How Much Difference Does Health Care Cost Growth Make to the Budget?
The recent slowdown in federal health care spending has certainly been good news for the budget, knocking hundreds of billions of dollars off projections over the next decade. A main debate in the health policy world lately has been to what extent this slowdown can continue both for public health spending and overall national spending. Recent developments show that the slowdown may be at least partially reversing, but most experts expect at least some portion of the slowdown to continue. In the budget world, the question is how different scenarios for health care spending could affect the budget and if sufficient slowing of health care spending growth could even eliminate the need for further deficit reduction.
According to a recent paper by Alan Auerbach and Bill Gale, highlighted in a blog post by Gale, the answer to the latter question is no.
From 2005-2011, excess cost growth (the extent to which health care cost growth exceeds GDP growth) was 1.3 percent, generally lower than it has been in the past. It has been even lower since the onset of the Great Recession with GDP growth staying about even or sometimes even exceeding health care cost growth.
Auerbach and Gale use four different scenarios for health care spending:
- CBO's current law baseline with a permanent doc fix
- Zero excess cost growth after 2013
- Gradually declining excess cost growth from 1.5 percent to 0 over 75 years (similar to CBO's long-term assumptions)
- 2.5 percent excess cost growth after 2013
Under all four scenarios, debt as a percent of GDP would remain on an upward path through 2040, reaching about 110 percent even under the no excess cost growth scenario. The paper does not extend the debt calculation beyond that, but it finds that the fiscal gap – the amount of deficit reduction necessary to keep debt at its current level – would grow when the window is extended out beyond 2040. Under the no excess cost growth scenario, the fiscal gap would be 1.3 percent of GDP through 2040 but 2.6 percent through 2090.

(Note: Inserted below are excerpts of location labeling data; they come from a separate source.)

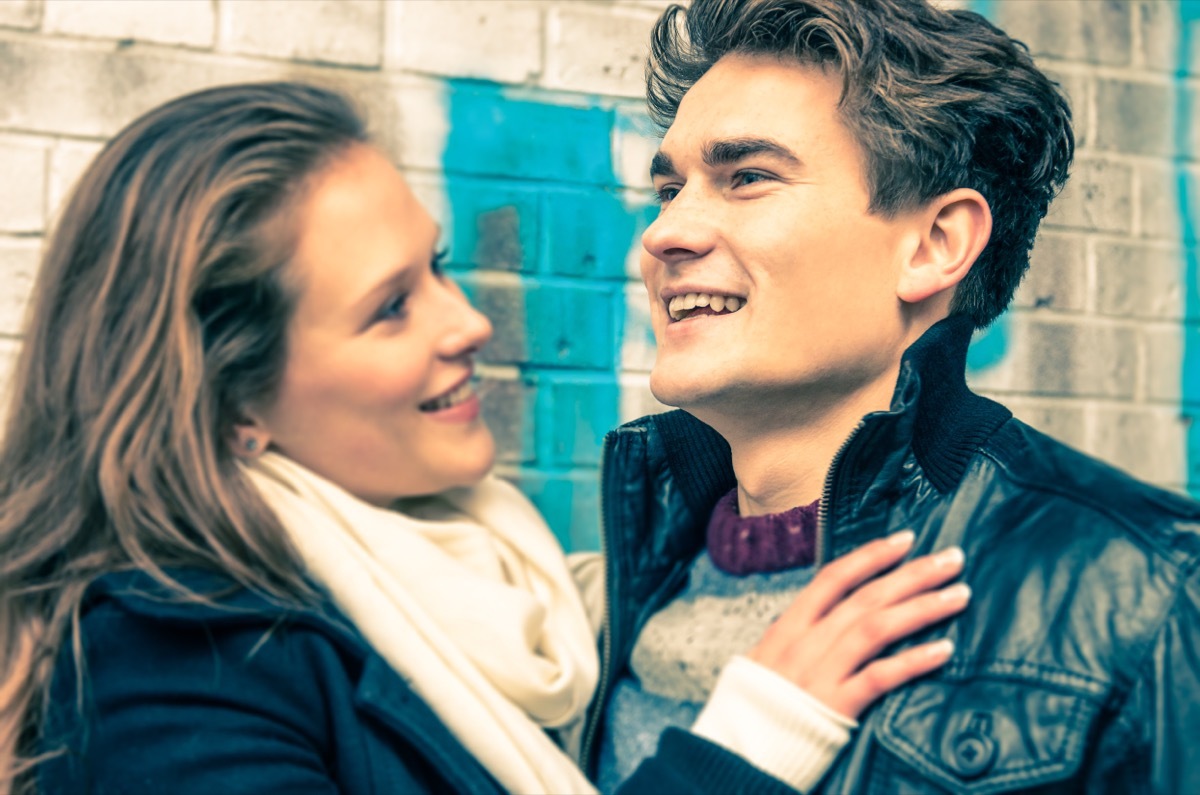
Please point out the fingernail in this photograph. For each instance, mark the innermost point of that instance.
(952, 556)
(957, 592)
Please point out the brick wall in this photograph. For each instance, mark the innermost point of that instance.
(520, 124)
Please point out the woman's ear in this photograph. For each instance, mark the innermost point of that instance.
(955, 228)
(250, 438)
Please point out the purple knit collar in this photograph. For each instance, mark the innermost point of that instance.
(761, 544)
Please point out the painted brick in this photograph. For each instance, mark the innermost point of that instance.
(1079, 89)
(1057, 274)
(558, 326)
(637, 348)
(21, 13)
(570, 502)
(1143, 441)
(575, 414)
(23, 184)
(1097, 31)
(1138, 280)
(598, 49)
(493, 226)
(502, 132)
(1162, 354)
(88, 90)
(509, 412)
(18, 266)
(69, 159)
(1161, 35)
(1047, 357)
(1097, 197)
(179, 22)
(636, 399)
(10, 350)
(1135, 117)
(592, 233)
(495, 41)
(331, 31)
(1063, 420)
(635, 139)
(1162, 193)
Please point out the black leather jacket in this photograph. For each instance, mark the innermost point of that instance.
(1077, 665)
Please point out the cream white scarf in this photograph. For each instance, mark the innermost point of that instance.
(468, 597)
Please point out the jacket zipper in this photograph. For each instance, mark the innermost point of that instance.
(827, 496)
(601, 694)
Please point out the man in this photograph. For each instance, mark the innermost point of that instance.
(849, 190)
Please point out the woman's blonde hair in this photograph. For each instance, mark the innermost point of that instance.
(160, 315)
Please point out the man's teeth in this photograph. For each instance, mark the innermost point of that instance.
(681, 305)
(453, 399)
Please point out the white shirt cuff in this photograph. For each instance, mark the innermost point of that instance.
(773, 724)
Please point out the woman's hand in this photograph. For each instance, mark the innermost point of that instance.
(829, 639)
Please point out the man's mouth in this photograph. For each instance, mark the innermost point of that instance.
(701, 304)
(460, 394)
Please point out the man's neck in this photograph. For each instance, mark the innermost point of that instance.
(783, 465)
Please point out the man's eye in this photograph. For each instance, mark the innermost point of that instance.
(394, 309)
(749, 178)
(666, 193)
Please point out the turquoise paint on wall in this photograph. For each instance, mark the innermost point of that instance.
(532, 189)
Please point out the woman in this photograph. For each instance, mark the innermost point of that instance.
(247, 536)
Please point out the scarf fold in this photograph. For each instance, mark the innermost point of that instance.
(468, 597)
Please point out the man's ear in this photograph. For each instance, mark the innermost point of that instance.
(955, 228)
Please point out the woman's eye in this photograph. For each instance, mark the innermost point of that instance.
(394, 309)
(438, 261)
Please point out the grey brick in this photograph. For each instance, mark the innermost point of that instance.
(598, 49)
(1139, 280)
(1097, 197)
(21, 13)
(1162, 363)
(18, 266)
(1057, 274)
(1145, 441)
(509, 413)
(331, 31)
(1061, 419)
(23, 184)
(1097, 31)
(492, 40)
(1163, 191)
(178, 22)
(1056, 358)
(1135, 117)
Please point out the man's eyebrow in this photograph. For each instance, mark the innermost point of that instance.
(661, 166)
(731, 150)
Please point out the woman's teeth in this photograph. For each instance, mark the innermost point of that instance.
(463, 393)
(682, 305)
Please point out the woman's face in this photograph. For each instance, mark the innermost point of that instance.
(376, 393)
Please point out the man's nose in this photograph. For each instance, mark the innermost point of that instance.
(683, 231)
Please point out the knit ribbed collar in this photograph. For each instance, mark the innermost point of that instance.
(761, 544)
(933, 413)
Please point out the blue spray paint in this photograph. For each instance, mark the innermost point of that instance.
(532, 189)
(1189, 375)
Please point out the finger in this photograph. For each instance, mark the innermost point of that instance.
(847, 573)
(870, 635)
(916, 577)
(885, 675)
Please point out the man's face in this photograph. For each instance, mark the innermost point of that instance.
(765, 202)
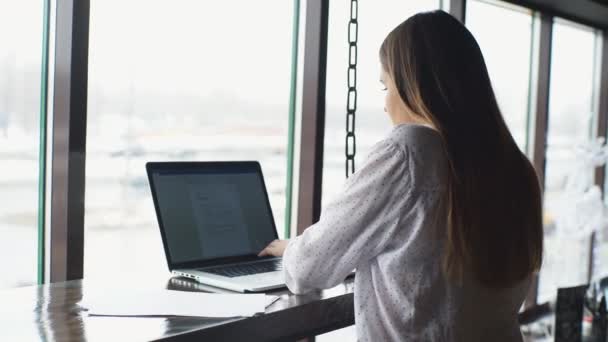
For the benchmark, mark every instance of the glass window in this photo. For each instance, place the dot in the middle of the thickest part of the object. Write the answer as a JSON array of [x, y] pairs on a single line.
[[21, 33], [507, 56], [186, 81], [570, 126], [376, 19]]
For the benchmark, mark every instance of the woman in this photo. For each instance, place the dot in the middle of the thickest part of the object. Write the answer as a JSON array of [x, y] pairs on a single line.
[[443, 222]]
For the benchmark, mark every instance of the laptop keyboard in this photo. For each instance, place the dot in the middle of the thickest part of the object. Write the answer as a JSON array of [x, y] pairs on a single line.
[[246, 269]]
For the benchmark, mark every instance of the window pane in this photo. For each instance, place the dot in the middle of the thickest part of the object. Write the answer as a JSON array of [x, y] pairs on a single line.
[[507, 56], [20, 70], [376, 19], [193, 80], [570, 125]]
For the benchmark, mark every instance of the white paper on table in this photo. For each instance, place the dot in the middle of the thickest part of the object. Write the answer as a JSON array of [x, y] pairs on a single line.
[[175, 303]]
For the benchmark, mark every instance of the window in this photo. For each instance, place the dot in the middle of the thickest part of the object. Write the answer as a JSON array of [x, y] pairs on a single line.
[[372, 124], [570, 125], [507, 56], [20, 76], [189, 81]]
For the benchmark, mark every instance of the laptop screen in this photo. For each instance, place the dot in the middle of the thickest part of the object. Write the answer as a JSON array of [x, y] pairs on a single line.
[[211, 211]]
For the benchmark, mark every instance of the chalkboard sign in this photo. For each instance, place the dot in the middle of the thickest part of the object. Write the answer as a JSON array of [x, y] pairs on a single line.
[[569, 314]]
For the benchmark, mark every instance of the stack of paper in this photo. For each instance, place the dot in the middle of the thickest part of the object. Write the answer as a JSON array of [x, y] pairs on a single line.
[[175, 303]]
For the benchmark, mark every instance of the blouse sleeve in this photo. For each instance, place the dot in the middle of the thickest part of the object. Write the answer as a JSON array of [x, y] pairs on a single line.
[[354, 227]]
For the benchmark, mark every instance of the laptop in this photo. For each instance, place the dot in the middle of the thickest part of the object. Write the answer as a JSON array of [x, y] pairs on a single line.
[[214, 219]]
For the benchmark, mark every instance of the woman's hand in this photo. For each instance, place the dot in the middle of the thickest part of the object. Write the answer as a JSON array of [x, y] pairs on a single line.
[[275, 248]]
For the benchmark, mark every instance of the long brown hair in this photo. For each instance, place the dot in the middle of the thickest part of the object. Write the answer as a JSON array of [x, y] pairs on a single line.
[[494, 198]]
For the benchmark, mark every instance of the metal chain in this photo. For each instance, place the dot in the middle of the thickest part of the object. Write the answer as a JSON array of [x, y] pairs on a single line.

One thing to note is that these projections assumes that revenue is frozen as a share of GDP after 2024. This is a reasonable assumption based on historical experience, but it is more pessimistic than CBO's assumption that lawmakers would allow the tax code to naturally raise a greater share of revenue over time.
Having no excess cost growth for the next 75 years is a highly optimistic scenario, yet that would still leave debt growing further above already historically high levels into the future. Auerbach and Gale show conclusively that under any likely scenario for health spending, lawmakers will still need to make changes to the budget in order to prevent a rise in debt as a share of the economy.